Père Joseph Persat - Pfarrer Projektinitiator mit Laurent.

Ursprung und Geschichte

Die Kirche Saint Joseph Travailleur, im Champfleury Bezirk von Avignon, wurde von der Diözese in Auftrag gegeben, um die Bedürfnisse einer Pfarrgemeinde zu erfüllen, die 1958 geschaffen wurde, hauptsächlich von Rückkehrern aus Nordafrika besiedelt. Zunächst wurde er durch ein modernes Gebäude ersetzt, das von dem Architekten Guillaume Gillet, dem Sieger des Grand Prix von Rom, 1946 entworfen wurde. Letzteres, bekannt für seine mutigen Errungenschaften als die Kirche Unserer Lieben Frau von Royan, hat ein dreieckiges Projekt vorgeschlagen, das die Dreifaltigkeit symbolisiert, die Kirche, Presbyterium und Pfarrhäuser integriert.
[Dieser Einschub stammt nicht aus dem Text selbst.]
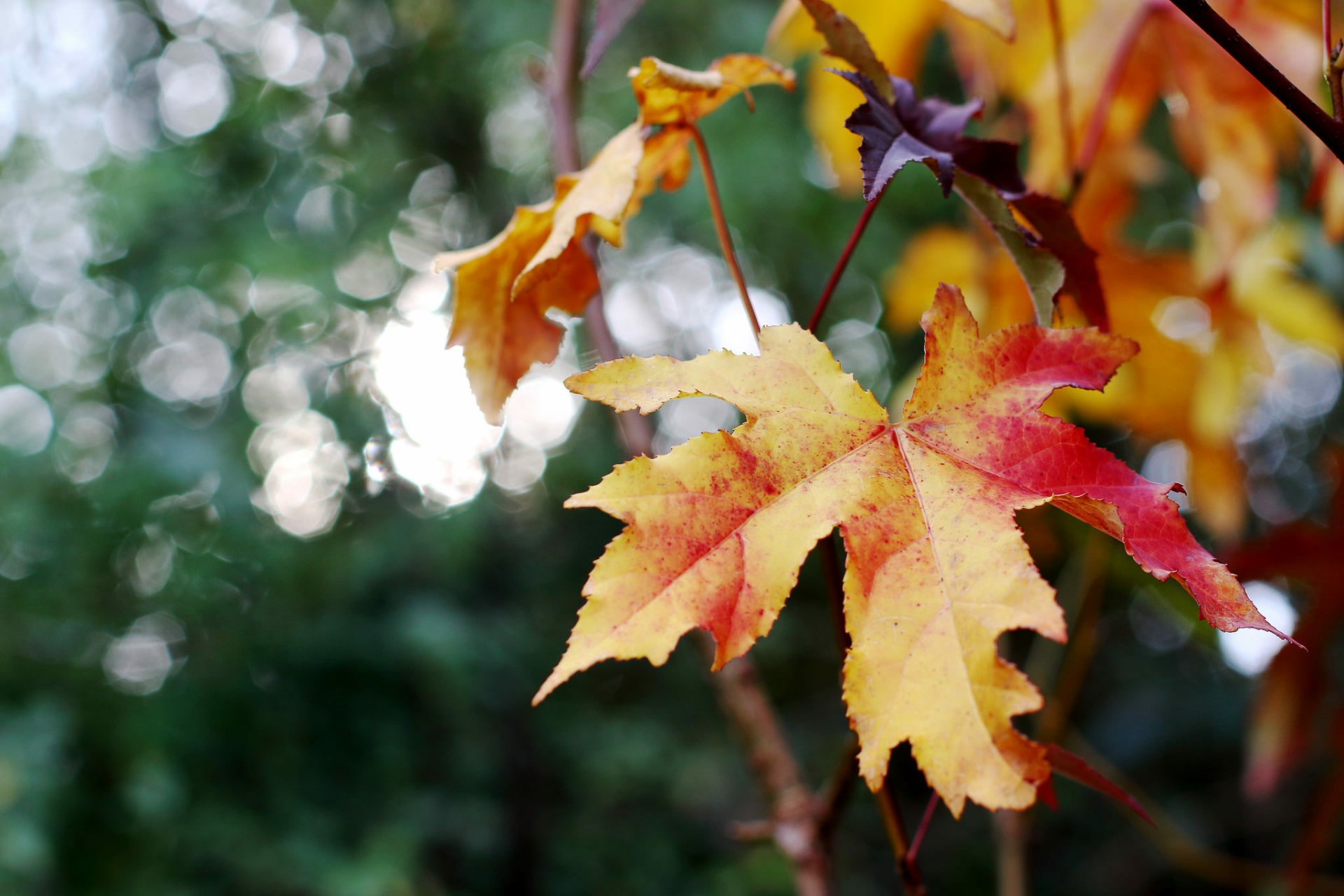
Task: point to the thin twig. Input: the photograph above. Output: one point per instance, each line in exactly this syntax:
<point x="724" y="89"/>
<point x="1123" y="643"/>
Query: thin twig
<point x="1332" y="59"/>
<point x="1066" y="125"/>
<point x="838" y="793"/>
<point x="792" y="805"/>
<point x="924" y="827"/>
<point x="721" y="226"/>
<point x="910" y="878"/>
<point x="1303" y="108"/>
<point x="862" y="225"/>
<point x="1011" y="853"/>
<point x="566" y="27"/>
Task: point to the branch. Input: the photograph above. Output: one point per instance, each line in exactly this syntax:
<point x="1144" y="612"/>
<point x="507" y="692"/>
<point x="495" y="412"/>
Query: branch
<point x="566" y="24"/>
<point x="793" y="811"/>
<point x="1332" y="62"/>
<point x="1329" y="131"/>
<point x="721" y="227"/>
<point x="1062" y="99"/>
<point x="844" y="261"/>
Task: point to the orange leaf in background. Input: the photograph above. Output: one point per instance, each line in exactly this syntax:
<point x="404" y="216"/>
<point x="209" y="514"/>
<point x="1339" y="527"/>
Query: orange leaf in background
<point x="937" y="568"/>
<point x="1228" y="131"/>
<point x="673" y="96"/>
<point x="504" y="288"/>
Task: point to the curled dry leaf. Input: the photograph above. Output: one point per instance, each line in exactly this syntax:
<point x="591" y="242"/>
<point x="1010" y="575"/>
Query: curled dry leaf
<point x="503" y="289"/>
<point x="937" y="568"/>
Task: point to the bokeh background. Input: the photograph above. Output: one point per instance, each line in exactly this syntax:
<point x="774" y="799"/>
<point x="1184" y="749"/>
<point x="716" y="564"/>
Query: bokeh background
<point x="273" y="596"/>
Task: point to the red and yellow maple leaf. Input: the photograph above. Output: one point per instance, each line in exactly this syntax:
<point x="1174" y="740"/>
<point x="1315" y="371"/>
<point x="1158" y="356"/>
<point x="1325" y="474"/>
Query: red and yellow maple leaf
<point x="1203" y="349"/>
<point x="937" y="568"/>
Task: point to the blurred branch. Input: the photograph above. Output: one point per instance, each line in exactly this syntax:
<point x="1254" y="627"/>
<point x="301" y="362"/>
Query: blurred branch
<point x="862" y="225"/>
<point x="1011" y="853"/>
<point x="1306" y="109"/>
<point x="1186" y="855"/>
<point x="566" y="27"/>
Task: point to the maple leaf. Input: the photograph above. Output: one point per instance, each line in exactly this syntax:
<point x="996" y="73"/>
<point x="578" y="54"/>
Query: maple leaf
<point x="907" y="130"/>
<point x="937" y="568"/>
<point x="504" y="288"/>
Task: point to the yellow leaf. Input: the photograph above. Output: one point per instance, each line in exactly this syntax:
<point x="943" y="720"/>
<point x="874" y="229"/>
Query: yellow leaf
<point x="937" y="568"/>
Die von 1967 bis 1969 ausgeführte Konstruktion nutzte Rohbeton zur Deformierung und hyperbolischen Paraboloide und schaffte eine Avantgarde-Ästhetik.

Am 19. Oktober 1969 wurde der Pfarreikomplex, gekennzeichnet durch einen Metallpfeil und Glasfenster von Abbé Marcel Roy, geweiht. Seine Architektur, inspiriert von den modernen Prinzipien der 1950er Jahre, kontrastiert mit dem traditionellen Romano-Provencal-Stil von Avignon. Trotz eines ehrgeizigen Anfangsprogramms beschränkten sich die Haushaltszwänge auf die vollständige Umsetzung: der Konferenzraum und eine überdachte Galerie kamen nie zustande. Die Kirche, die 1993 und 2024 als historisches Denkmal klassifiziert wurde und mit dem Titel "Twentieth Century Heritage" gekennzeichnet ist, verkörpert jetzt ein einzigartiges architektonisches Erbe.
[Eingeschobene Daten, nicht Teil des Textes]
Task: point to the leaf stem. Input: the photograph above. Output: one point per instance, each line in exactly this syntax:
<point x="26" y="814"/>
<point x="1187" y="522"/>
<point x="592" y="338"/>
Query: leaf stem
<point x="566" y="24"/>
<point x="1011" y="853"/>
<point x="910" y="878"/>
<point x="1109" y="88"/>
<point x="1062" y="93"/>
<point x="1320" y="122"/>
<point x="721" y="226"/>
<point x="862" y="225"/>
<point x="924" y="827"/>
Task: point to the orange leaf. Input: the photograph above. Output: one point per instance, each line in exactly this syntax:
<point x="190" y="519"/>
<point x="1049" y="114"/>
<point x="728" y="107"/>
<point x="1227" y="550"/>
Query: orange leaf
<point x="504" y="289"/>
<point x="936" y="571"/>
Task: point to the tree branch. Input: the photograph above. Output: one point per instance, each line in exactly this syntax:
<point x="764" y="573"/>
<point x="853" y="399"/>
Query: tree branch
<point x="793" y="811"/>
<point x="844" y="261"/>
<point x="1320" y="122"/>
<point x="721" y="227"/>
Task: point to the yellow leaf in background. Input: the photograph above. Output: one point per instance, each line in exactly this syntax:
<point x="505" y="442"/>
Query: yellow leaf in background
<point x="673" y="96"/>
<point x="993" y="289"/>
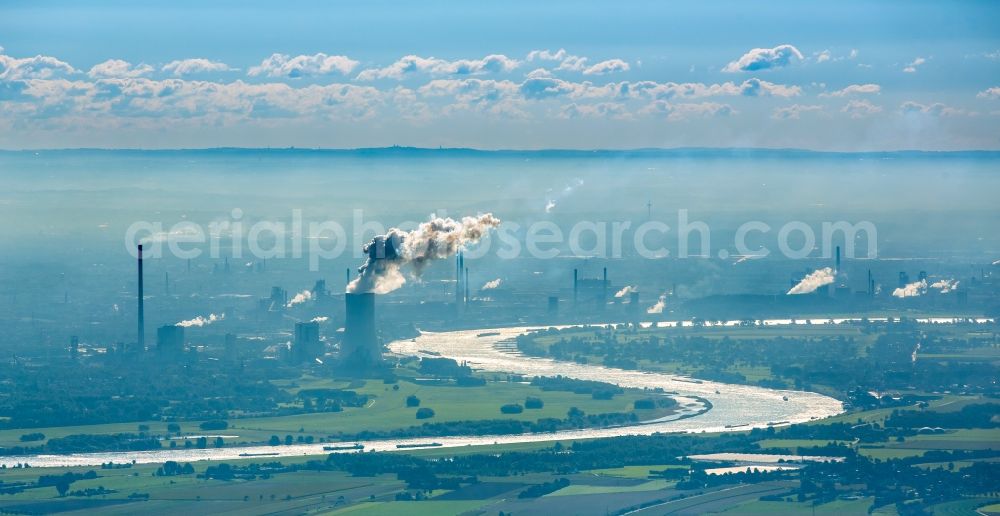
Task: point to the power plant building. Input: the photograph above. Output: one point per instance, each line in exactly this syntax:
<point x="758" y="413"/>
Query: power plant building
<point x="360" y="346"/>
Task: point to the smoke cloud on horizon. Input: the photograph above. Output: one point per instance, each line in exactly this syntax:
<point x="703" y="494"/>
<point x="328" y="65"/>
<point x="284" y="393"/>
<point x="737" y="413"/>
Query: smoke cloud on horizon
<point x="435" y="239"/>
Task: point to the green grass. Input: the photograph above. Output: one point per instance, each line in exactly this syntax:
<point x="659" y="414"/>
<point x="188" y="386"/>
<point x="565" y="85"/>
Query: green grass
<point x="576" y="489"/>
<point x="635" y="471"/>
<point x="387" y="411"/>
<point x="837" y="507"/>
<point x="890" y="453"/>
<point x="792" y="444"/>
<point x="425" y="507"/>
Der in den 1960er Jahren expandierte Stadtteil Champfleury beherbergte eine Mehrheit von Menschen, die aus Algerien zurückgekehrt waren. Der Diözesanverband, der Auftragnehmer, bot Gillet große Freiheit, die Zusammenarbeit mit dem Ingenieur Charles André und lokalen Handwerker auf Stahlbeton spezialisiert. Die Wände, die durch die Venierung des Schalungsholzes und das oxidierte Kupferdach gekennzeichnet sind, verstärken den innovativen Charakter des Gebäudes. Im Inneren schaffen ein laminierter Rahmen und bunte befleckte Glasfenster eine Atmosphäre, die der Meditation förderlich ist.

Obwohl das erste Projekt 1970 reduziert wurde, bleibt die Gemeindeversammlung ein wichtiges Zeugnis der modernen religiösen Architektur. Heute beherbergen die Anhänge die Bruderschaft des Wortes, inspiriert von Mutter Teresa, und die Kirche ist an die Pfarrgemeinde des heiligen Rufes gebunden. Die letzten Arbeiten, beaufsichtigt von Charles André, betrafen die Kupferabdeckung und die Terrassen. Das Gebäude, mit seiner formalen Kühnheit und Symbolik, markiert weiterhin die Avignon-Landschaft.

Guillaume Gillet, ein produktiver Architekt, bekräftigte seinen geometrischen und brutalistischen Stil, der bereits in Royan sichtbar ist. Pater Marcel Roy, ein Glasmaler und Eisenmacher Watkin trugen zur Verschönerung des Gebäudes bei, insbesondere durch die Glasfenster und das Sonnenkreuz. Das Ensemble zeichnet sich durch Fassaden, Dächer und Garten aus, um die heilige Architektur in einer historischen Stadt wie Avignon zu erneuern und gleichzeitig in die moderne Bewegung des 20. Jahrhunderts zu integrieren.